The question of whether the IMF did help Indonesia get out of the crisis, or whether it pushed the country deeper into crisis, is possibly overdue for examination. But it is important to judge the international lending agency fairly so that we can learn from our involvement with the IMF, and the IMF too can take lessons away from Indonesia.

To begin, let us examine the views of the IMF critics. They feel the IMF's Washington-style economic reform programs forced Indonesia to swallow bitter pills whose damaging side effects outweighed the benefits to the economy.

For example, the IMF's advocacy of the closure of commercial banks, coupled with the super-high interest rate policy, caused a loss of public trust in the banking system and cost tax payers tens of billions of dollars. We still bear the costs today.

Looking from the positive side, pills are often bitter, but we need them in order to recover. The reform programs prescribed by the IMF were the necessary pills for us to emerge from our crisis.

We cannot imagine how deep Indonesia would have plunged into the abyss if the IMF did not assemble US$25 billion in loans to save us. Without the help of the international community, spearheaded by the IMF, maybe we would not have economic growth today of more than 5 percent, along with single-digit inflation and a stable rupiah.

More importantly, we should thank the IMF for helping us topple Soeharto's authoritarian regime. The IMF economic reform package, including cutting off subsidies, resulted in widespread protests that eventually forced Soeharto to step down.

Now that we have adopted a vibrant democracy, are enjoying a more stable economy and have been able to repay all of our debt to the IMF -- until last year, we were one of the fund's biggest debtors -- we should at the least thank the IMF for its help.

For the IMF, its often problematic operations in Indonesia should teach it a lesson that it needs to review the Washington-style reform package for countries in crisis. After all, one size does not fit all.

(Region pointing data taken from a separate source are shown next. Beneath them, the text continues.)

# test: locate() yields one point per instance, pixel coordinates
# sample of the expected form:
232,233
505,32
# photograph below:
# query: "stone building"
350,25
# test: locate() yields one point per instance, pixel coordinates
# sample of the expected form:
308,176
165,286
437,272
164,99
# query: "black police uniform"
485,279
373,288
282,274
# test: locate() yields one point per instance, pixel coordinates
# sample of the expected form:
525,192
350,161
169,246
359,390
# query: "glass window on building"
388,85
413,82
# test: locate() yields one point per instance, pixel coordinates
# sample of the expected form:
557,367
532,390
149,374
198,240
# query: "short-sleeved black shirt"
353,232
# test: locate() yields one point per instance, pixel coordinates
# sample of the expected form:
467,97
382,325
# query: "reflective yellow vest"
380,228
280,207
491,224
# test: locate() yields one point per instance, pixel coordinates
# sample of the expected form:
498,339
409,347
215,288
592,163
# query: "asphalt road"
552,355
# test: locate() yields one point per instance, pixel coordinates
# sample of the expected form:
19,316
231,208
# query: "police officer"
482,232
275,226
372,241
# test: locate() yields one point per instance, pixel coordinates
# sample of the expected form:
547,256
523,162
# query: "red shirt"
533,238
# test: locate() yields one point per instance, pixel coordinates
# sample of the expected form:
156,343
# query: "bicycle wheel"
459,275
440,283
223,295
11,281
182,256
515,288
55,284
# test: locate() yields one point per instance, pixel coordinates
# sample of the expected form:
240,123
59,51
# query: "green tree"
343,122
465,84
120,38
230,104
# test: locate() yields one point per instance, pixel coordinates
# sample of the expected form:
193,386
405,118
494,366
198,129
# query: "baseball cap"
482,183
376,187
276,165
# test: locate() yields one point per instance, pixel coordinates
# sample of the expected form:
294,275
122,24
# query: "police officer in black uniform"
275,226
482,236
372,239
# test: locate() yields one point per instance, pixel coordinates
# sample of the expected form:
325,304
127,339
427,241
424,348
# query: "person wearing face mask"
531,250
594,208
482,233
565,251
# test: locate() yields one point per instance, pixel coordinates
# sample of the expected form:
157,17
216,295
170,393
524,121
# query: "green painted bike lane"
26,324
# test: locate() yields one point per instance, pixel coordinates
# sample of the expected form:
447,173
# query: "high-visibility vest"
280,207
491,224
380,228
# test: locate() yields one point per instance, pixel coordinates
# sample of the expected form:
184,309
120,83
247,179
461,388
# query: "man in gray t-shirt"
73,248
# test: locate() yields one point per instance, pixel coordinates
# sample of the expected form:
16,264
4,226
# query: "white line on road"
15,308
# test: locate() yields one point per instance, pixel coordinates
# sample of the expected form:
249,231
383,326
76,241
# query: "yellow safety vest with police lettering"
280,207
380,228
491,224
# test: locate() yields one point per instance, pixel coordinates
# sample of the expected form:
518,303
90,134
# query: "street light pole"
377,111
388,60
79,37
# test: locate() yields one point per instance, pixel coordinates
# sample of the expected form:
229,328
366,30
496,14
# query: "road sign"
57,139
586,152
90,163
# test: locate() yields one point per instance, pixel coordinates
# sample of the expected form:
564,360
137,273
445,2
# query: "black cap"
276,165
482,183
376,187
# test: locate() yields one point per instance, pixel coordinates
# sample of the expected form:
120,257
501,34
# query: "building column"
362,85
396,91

The IMF should also conduct a study of why Indonesia has been so slow to recover from the Asian financial crisis, compared to other countries that suffered through it. The fund might need to consider local realities in each of its reform programs.

Such introspection on the part of the IMF might be useful for its current duties in crisis prevention. Although the nature of future crises may be different from those of the past, including the Asian financial crisis, experience is always useful in designing better crisis prevention programs, and better responses when misfortune strikes.

For us Indonesians, although we are now a regular member of the IMF because we are no longer a debtor, that does not mean we have to cut ties with the IMF as some nationalistic politicians are suggesting.

Working together with the IMF is necessary, especially for us to create mechanisms for good policies and strengthen our financial institutions so that we will be more resilient in the face of future troubles.

We also need to play a larger role within the IMF, which is currently pushing for internal governance reform. In this way, we will stand out as a better IMF graduate. In the future, when we are strong enough, we may be joining IMF programs not as a debtor, but as a lender extending aid to countries that need it.